2024年2月11日日曜日

日本語の一側面

   世界各地の戦争を考えると、もちろん政治経済のことはあるにしても、それだけでは割り切れない『民族』というものを無視して話を進めることができないと痛感している。
 そしてそのためには「民族とは‥」ということも避けて通れないし、そのことについてもほんとうに諸説あるのだが、大方の意見では「言語や宗教(文化)の一致」を同一民族の概念としている。

 例えば、ガザでいえば、イスラエル人の多数はヘブライ語を話しユダヤ教徒である。一方パレスチナ人の多数はアラビア語を話しイスラム教徒である。

 ウクライナではそれほどではないにしても、首都の表記がキエフからキーウになったようにウクライナ語が強調され、宗教もロシア正教からキーウ正教に替わった教会も少なくなく、象徴的には、これまでクリスマスがロシアと同じ1月7日であったものが、12月25日に大きく変化している。

 そこで話は日本民族の使用している日本語に移ると、日本語というのはアジアの周辺諸国の言語ともけっこう変わっている。
 そこで、たまたま読んだ『てんまる』という本に思いもよらぬ傑作な指摘があった。『てんまる』であるから主には句読点のことだが、引用すれば長くなりすぎるので端折ると、句読点のつけ方について大先生方の間に多くの説があり、それは今もって統一されていないという。

 文章を読んだときに正確に理解されるようにそれ(句読点など)を打つ派。文を読むときに生じるリズムやテンポなどに応じて打つ派。長い文を息継ぎするのに応じる派。意味の誤解を防ぐのを重視して打つ派。分かち書きを進める派。文法の構造を重視する派などなど。

 そして、自国の言葉の表記方法について、こんなに決まりがない(正書法が確立していない)先進国は外にないと言ってもよいというのが著者の指摘である。
 それは句読点だけではなく、数字の位取りにピリオドを使うかコンマを使うかだとか、数え挙げればきりがないくらい正書法がないというのが日本語の大きな特徴だという。
 そんなように言われると今迄考えたこともなかったが、だいたいが自国の表記をニッポンでもニホンでもよいとしていることが世界標準からすると「ありえない」ことかも知れない。
 そしてその「ありえない」だらけの言語が日本語の最大の特徴だというのだから、考えれば不思議で愉快な気分になってくる。

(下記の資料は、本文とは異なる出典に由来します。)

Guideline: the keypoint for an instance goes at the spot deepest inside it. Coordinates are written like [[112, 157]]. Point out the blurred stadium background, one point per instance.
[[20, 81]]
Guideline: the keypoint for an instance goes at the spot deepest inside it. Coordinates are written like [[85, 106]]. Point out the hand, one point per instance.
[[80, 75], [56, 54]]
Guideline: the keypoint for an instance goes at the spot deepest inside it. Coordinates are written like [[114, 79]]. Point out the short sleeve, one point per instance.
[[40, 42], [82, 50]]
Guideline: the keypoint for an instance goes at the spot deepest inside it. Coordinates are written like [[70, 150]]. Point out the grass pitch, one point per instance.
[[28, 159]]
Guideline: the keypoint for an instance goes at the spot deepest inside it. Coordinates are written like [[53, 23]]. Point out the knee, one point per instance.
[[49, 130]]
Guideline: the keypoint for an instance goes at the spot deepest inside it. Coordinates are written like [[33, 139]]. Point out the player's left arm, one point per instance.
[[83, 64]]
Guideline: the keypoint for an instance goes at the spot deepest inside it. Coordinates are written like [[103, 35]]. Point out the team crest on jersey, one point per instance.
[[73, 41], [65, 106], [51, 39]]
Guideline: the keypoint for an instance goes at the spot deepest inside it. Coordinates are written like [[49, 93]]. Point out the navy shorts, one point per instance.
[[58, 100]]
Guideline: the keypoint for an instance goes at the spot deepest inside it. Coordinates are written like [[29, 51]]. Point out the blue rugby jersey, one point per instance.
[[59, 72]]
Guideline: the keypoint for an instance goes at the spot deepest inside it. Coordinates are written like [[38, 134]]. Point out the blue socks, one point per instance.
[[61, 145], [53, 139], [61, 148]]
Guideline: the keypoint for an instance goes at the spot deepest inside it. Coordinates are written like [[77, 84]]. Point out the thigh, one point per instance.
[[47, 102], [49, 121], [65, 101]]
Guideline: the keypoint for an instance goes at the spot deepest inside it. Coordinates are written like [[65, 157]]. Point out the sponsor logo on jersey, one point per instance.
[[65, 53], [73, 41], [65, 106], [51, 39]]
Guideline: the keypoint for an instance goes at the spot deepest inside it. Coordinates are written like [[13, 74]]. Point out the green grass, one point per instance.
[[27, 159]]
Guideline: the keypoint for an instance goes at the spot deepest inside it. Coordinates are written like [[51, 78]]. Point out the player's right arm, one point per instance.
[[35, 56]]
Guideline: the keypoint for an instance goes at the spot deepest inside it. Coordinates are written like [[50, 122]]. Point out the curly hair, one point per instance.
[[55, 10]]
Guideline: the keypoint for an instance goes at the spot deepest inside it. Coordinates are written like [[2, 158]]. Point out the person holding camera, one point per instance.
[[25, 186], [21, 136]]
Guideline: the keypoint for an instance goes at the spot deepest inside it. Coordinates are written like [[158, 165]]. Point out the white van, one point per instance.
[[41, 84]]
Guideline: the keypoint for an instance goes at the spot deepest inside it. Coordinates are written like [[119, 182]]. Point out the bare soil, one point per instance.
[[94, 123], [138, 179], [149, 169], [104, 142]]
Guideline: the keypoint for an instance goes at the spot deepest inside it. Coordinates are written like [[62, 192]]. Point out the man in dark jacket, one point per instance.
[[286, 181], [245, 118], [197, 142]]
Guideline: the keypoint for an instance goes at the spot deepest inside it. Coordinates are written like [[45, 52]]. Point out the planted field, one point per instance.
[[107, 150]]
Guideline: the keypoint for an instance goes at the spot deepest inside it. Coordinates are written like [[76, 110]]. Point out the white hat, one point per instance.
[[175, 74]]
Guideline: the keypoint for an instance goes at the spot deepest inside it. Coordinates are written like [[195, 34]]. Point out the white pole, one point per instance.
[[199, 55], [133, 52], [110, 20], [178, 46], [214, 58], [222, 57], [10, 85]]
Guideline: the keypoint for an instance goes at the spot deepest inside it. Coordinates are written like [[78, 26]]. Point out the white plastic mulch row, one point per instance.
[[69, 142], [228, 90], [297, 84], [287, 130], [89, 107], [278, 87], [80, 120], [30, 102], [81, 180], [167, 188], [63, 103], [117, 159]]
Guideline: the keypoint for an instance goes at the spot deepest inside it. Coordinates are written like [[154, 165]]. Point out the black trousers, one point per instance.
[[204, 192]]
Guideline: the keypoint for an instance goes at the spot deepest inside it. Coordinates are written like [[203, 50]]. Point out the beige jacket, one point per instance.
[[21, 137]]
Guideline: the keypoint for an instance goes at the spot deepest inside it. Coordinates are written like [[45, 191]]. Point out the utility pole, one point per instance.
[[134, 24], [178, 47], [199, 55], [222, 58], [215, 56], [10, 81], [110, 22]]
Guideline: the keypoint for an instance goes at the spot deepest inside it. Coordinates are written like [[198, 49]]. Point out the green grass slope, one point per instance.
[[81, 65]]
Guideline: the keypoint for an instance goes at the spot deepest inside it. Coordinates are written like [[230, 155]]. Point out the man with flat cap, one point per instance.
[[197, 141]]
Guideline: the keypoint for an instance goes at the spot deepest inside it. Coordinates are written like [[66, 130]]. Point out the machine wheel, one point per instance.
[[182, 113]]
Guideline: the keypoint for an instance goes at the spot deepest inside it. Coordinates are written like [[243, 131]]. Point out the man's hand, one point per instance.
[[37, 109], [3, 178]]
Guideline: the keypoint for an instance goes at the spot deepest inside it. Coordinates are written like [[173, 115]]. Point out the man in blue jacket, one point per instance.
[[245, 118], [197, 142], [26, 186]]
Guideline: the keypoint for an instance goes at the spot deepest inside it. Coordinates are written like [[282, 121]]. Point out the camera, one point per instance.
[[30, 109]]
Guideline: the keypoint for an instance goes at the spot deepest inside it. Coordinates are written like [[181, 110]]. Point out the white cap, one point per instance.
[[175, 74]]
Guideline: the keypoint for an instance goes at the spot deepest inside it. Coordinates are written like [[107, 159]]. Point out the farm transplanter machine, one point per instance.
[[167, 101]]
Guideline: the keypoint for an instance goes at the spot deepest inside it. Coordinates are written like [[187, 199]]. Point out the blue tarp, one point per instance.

 それでも日本語で学術論文が成立しているし、科学技術も成立しているのがさらに愉快である。
 ついては私のブログの読者の皆さん、私はどちらかというと聴覚をベースに文章のイメージを浮き出させるためにいろんな方法を適当に採用する派なので、文章の稚拙さや文法のおかしなところはどうか大目に見てほしい。